Bench Memos

Obama Administration Supports Racial Preferences (Again)

On Friday the Obama administration filed a brief with the U.S. Court of Appeals for the Fifth Circuit urging it to rule in favor of the University of Texas’s use of racial and ethnic preferences in admissions. This is the Fisher case that the Supreme Court decided last summer and sent back to the Fifth Circuit, telling it that it had been too deferential — not strict enough — in the scrutiny it had given the school’s use of preferences. It’s the administration’s third brief on behalf of the school’s practice of discrimination, following earlier filings in the Supreme Court and, before that, in the Fifth Circuit, when the case was first on its way up.

The administration’s brief is predictably bad. Despite the Supreme Court’s ruling, it tries to smuggle plenty of deference into the University’s decision to discriminate in order to achieve greater and greater “diversity” (that is, more blacks and Latinos, and fewer whites and Asians). It supports the school in its desire to manipulate its ethnic numbers, not just campuswide, but on a classroom-by-classroom basis. It also supports the school in wanting to achieve higher numbers for Latinos because, well, there are more Latinos in Texas than there used to be (what Justice Powell in Bakke called “discrimination for its own sake”). And it endorses dubious social-science evidence to support these race-based outcomes, like “student surveys to determine . . . the degree to which minority students feel isolated.”

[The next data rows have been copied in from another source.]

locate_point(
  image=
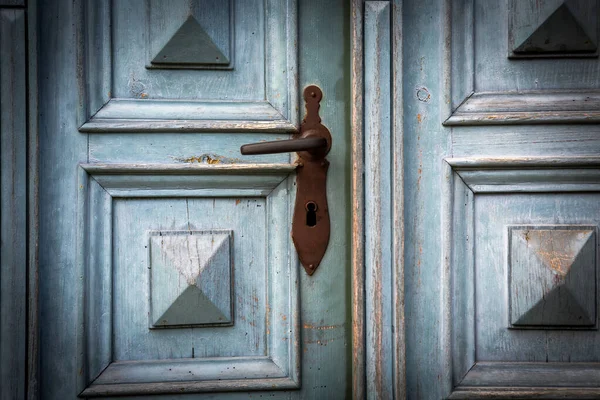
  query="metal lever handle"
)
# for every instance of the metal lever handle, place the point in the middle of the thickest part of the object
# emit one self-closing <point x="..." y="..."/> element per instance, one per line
<point x="310" y="223"/>
<point x="310" y="144"/>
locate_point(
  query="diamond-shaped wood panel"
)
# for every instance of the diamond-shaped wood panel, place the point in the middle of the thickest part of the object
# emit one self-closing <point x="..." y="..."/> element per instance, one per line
<point x="190" y="278"/>
<point x="552" y="28"/>
<point x="552" y="276"/>
<point x="190" y="45"/>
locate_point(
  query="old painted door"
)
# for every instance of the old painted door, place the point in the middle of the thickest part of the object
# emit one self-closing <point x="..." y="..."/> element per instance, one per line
<point x="482" y="198"/>
<point x="166" y="262"/>
<point x="502" y="204"/>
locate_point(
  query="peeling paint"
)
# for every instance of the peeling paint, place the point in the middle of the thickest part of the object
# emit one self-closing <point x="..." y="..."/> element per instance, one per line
<point x="322" y="327"/>
<point x="208" y="159"/>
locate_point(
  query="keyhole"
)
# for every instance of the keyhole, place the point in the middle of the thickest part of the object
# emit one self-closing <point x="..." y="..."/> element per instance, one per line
<point x="311" y="213"/>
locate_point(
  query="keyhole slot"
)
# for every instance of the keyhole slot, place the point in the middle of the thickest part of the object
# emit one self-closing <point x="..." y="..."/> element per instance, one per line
<point x="311" y="213"/>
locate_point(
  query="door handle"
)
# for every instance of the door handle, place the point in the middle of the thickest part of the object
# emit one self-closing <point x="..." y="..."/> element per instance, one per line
<point x="310" y="224"/>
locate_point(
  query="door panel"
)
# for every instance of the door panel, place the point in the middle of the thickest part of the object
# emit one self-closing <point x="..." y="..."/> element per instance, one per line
<point x="167" y="265"/>
<point x="501" y="192"/>
<point x="13" y="200"/>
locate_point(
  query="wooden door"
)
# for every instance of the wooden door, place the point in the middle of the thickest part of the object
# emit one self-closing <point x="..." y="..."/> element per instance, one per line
<point x="482" y="200"/>
<point x="166" y="265"/>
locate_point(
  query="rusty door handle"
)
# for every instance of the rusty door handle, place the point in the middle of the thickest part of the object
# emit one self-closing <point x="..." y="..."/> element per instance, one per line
<point x="310" y="144"/>
<point x="310" y="224"/>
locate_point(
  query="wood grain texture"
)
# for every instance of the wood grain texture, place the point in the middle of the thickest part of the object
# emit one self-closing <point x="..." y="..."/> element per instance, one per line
<point x="529" y="174"/>
<point x="528" y="107"/>
<point x="426" y="142"/>
<point x="324" y="334"/>
<point x="584" y="375"/>
<point x="212" y="23"/>
<point x="552" y="188"/>
<point x="551" y="276"/>
<point x="378" y="229"/>
<point x="266" y="87"/>
<point x="397" y="201"/>
<point x="123" y="115"/>
<point x="13" y="199"/>
<point x="33" y="332"/>
<point x="326" y="316"/>
<point x="358" y="190"/>
<point x="12" y="3"/>
<point x="108" y="322"/>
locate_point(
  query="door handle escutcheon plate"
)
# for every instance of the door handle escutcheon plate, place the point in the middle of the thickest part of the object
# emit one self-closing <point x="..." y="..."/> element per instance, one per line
<point x="310" y="223"/>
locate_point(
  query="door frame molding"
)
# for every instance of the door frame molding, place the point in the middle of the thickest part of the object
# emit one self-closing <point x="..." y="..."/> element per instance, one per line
<point x="378" y="333"/>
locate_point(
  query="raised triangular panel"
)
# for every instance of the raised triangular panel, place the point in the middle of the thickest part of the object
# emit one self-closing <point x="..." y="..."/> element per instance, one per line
<point x="190" y="45"/>
<point x="557" y="308"/>
<point x="552" y="277"/>
<point x="190" y="278"/>
<point x="560" y="33"/>
<point x="189" y="307"/>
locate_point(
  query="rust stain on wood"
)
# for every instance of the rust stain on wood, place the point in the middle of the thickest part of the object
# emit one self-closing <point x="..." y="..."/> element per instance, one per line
<point x="322" y="327"/>
<point x="211" y="159"/>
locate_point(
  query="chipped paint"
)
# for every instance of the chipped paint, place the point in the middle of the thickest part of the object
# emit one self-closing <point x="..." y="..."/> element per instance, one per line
<point x="322" y="327"/>
<point x="211" y="159"/>
<point x="423" y="94"/>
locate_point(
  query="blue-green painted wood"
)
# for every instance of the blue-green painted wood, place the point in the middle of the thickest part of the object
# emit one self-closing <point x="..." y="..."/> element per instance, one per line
<point x="13" y="201"/>
<point x="378" y="213"/>
<point x="138" y="173"/>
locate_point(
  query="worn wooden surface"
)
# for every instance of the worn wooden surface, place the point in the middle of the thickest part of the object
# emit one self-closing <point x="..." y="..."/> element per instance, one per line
<point x="140" y="174"/>
<point x="554" y="193"/>
<point x="13" y="199"/>
<point x="528" y="107"/>
<point x="378" y="236"/>
<point x="358" y="192"/>
<point x="220" y="100"/>
<point x="456" y="214"/>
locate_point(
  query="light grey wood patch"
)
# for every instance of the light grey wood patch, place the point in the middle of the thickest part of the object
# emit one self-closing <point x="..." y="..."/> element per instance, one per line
<point x="550" y="232"/>
<point x="378" y="229"/>
<point x="13" y="200"/>
<point x="202" y="261"/>
<point x="528" y="107"/>
<point x="555" y="374"/>
<point x="552" y="271"/>
<point x="529" y="174"/>
<point x="115" y="257"/>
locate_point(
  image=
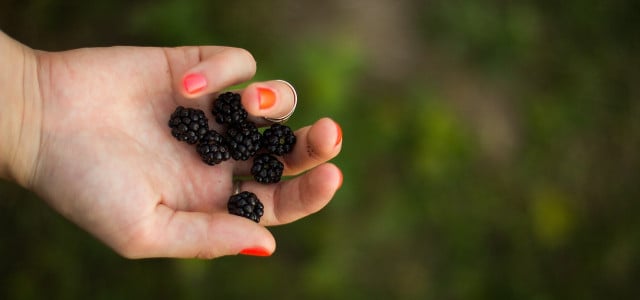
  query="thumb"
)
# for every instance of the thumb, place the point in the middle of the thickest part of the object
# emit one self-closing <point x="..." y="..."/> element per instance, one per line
<point x="202" y="70"/>
<point x="202" y="235"/>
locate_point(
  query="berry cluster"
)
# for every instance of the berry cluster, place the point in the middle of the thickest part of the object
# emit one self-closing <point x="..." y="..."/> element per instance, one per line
<point x="241" y="140"/>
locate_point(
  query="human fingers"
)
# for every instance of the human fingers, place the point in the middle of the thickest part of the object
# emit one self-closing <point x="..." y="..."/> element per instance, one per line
<point x="275" y="100"/>
<point x="315" y="145"/>
<point x="183" y="234"/>
<point x="296" y="198"/>
<point x="200" y="70"/>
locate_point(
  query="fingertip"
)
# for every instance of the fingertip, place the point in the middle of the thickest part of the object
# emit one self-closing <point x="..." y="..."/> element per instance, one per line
<point x="193" y="84"/>
<point x="325" y="136"/>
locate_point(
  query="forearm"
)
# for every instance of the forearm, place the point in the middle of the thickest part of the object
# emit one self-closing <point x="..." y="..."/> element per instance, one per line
<point x="19" y="104"/>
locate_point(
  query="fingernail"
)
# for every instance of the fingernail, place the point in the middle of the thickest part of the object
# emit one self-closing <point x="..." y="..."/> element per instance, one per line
<point x="194" y="83"/>
<point x="339" y="138"/>
<point x="267" y="97"/>
<point x="256" y="251"/>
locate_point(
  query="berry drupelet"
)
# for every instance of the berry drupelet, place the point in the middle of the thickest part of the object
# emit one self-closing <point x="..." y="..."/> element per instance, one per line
<point x="213" y="148"/>
<point x="228" y="109"/>
<point x="188" y="124"/>
<point x="243" y="140"/>
<point x="278" y="139"/>
<point x="246" y="204"/>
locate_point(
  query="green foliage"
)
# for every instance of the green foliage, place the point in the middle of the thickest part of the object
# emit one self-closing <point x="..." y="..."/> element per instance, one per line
<point x="501" y="162"/>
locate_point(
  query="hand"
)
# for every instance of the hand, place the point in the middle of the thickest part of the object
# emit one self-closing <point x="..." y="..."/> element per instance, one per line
<point x="107" y="161"/>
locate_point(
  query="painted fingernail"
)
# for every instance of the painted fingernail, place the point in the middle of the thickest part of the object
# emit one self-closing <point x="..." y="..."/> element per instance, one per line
<point x="194" y="83"/>
<point x="255" y="251"/>
<point x="339" y="138"/>
<point x="267" y="97"/>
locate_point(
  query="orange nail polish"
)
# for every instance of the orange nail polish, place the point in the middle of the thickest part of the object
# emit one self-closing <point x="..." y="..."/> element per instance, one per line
<point x="194" y="83"/>
<point x="256" y="251"/>
<point x="339" y="138"/>
<point x="267" y="97"/>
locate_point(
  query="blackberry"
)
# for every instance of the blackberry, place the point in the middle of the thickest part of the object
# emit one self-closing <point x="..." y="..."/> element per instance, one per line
<point x="266" y="168"/>
<point x="188" y="124"/>
<point x="246" y="204"/>
<point x="243" y="140"/>
<point x="213" y="148"/>
<point x="227" y="109"/>
<point x="278" y="139"/>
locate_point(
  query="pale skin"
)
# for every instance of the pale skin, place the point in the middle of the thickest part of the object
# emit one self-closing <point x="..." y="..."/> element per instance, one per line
<point x="87" y="131"/>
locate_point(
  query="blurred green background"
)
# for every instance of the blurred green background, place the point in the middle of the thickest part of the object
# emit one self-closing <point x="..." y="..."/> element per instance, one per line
<point x="490" y="150"/>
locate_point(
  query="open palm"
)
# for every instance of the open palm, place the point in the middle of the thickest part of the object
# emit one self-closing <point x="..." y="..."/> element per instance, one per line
<point x="108" y="162"/>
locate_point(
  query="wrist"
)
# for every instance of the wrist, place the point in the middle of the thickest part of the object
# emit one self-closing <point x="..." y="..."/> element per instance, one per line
<point x="20" y="103"/>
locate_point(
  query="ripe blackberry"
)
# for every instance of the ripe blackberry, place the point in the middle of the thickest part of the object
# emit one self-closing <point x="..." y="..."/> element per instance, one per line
<point x="278" y="139"/>
<point x="266" y="168"/>
<point x="243" y="140"/>
<point x="227" y="109"/>
<point x="213" y="148"/>
<point x="188" y="124"/>
<point x="246" y="204"/>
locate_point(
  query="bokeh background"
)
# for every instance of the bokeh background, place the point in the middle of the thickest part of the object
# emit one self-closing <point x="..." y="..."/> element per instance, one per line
<point x="490" y="150"/>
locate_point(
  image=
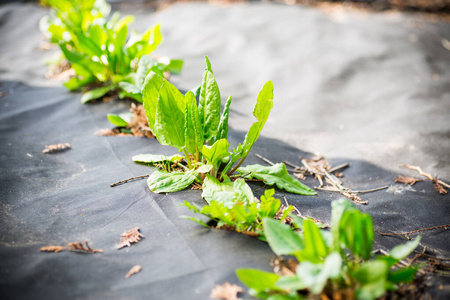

Finally, there is nothing, not one word, in the brief urging the court that, in addition to these dubious benefits, perhaps some consideration should be given to the costs of racial discrimination by the University of Texas: It is personally unfair, passes over better-qualified students, and sets a disturbing legal, political, and moral precedent in allowing racial discrimination; it creates resentment; it stigmatizes the so-called beneficiaries in the eyes of their classmates, teachers, and themselves, as well as future employers, clients, and patients; it mismatches African Americans and Latinos with the school, setting them up for failure; it fosters a victim mindset, removes the incentive for academic excellence, and encourages separatism; it compromises the academic mission of the university and lowers the overall academic quality of the student body; it creates pressure to discriminate in grading and graduation; it breeds hypocrisy within the school and encourages a scofflaw attitude among college officials; it papers over the real social problems underlying why so many African Americans and Latinos are academically uncompetitive; and it gets this state university involved in unsavory activities like deciding which racial and ethnic minorities will be favored and which ones not, and how much blood is needed to establish group membership – an untenable legal regime as America becomes an increasingly multiracial, multiethnic society and as individual Americans are themselves more and more likely to be multiracial and multiethnic (starting with our president).